How useful are serum IGF-I measurements for managing GH replacement therapy in adults and children?

Abstract

The optimal dosing of growth hormone (GH) therapy is challenging due to high inter-individual variability in subcutaneous GH absorption and sensitivity to the drug. Optimal dosing would maximize patient gains in height, body composition, and metabolic outcomes while minimizing GH adverse events. The pulsatile secretion of GH, however, does not allow direct assessment of circulating GH levels as a measure of response to GH therapy. Insulin-like growth factor (IGF-I), a key marker of GH activity, has been shown to be useful in monitoring and adjusting GH dose during treatment of GH deficiency (GHD). Traditionally, monitoring IGF-I levels in response to GH therapy has been recommended for assessment of treatment compliance and safety. More recently, GH treatment guidelines have stated that IGF-I levels should also be used to guide GH dosing. This review examines whether individualized GH dosing based on the IGF-I response to GH therapy provides a better method for determining the GH replacement needs of pediatric and adult patients compared with conventional GH dosing, and whether IGF-I-based dosing improves outcomes such as height and body composition, with reduced side effects.
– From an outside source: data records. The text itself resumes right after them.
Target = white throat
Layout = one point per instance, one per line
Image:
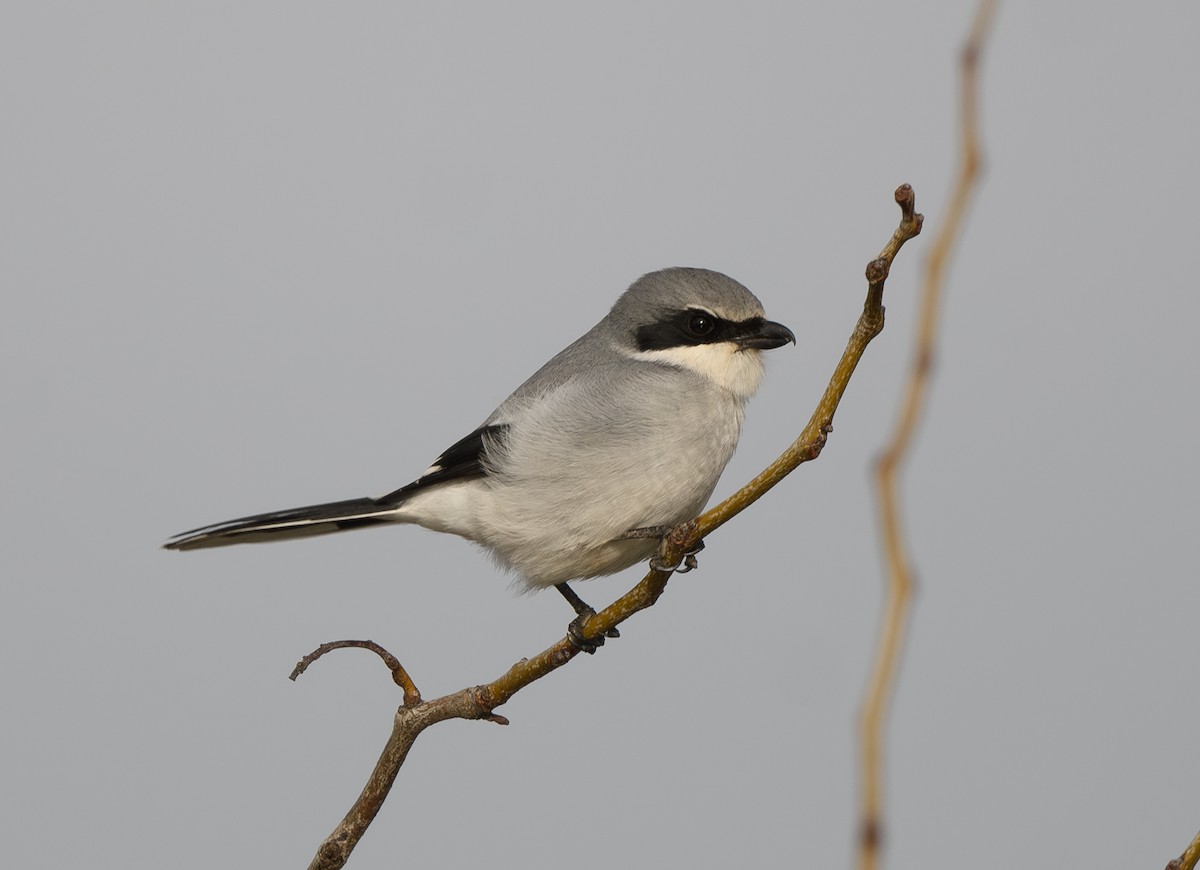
(727, 366)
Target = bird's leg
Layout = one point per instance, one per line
(660, 532)
(582, 612)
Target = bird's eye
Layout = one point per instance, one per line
(701, 324)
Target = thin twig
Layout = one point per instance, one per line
(900, 582)
(399, 675)
(480, 701)
(1189, 858)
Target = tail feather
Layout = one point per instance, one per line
(297, 522)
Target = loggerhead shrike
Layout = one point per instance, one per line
(627, 429)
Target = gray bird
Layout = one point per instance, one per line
(627, 429)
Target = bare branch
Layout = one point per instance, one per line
(899, 571)
(399, 675)
(1189, 858)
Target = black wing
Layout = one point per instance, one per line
(461, 461)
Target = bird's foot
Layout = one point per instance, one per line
(689, 562)
(583, 611)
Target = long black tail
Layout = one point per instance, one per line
(281, 525)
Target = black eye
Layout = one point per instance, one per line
(701, 324)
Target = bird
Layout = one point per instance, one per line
(628, 429)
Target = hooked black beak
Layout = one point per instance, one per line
(765, 335)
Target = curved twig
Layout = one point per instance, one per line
(899, 569)
(399, 675)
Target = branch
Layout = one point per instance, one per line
(900, 582)
(479, 702)
(1189, 858)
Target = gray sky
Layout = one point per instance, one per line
(258, 255)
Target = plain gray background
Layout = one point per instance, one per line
(258, 255)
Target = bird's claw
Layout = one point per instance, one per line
(587, 645)
(689, 562)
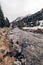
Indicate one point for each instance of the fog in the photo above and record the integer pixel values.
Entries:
(16, 8)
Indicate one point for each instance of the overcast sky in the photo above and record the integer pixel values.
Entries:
(16, 8)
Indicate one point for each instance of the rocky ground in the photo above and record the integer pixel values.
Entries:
(18, 47)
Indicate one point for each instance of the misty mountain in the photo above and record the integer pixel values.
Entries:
(28, 20)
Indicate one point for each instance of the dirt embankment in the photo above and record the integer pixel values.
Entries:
(19, 47)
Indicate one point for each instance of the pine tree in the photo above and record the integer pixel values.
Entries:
(2, 21)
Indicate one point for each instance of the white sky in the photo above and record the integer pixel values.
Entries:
(16, 8)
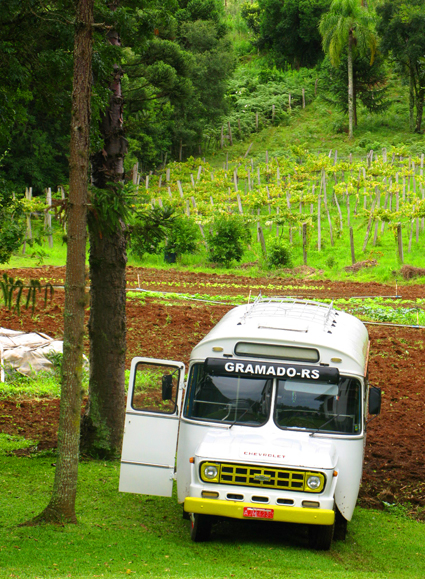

Because IGF-I measurement presents its own difficulties, the current state of IGF-I assays is also discussed. The reviewed studies show that the use of GH dose adjustments based on IGF-I responses to GH therapy successfully reduces adverse events in adults with GHD and results in greater positive height attainment in children, without increasing adverse events. Long-term outcome studies are needed, as are internationally accepted guidelines for IGF-I measurement.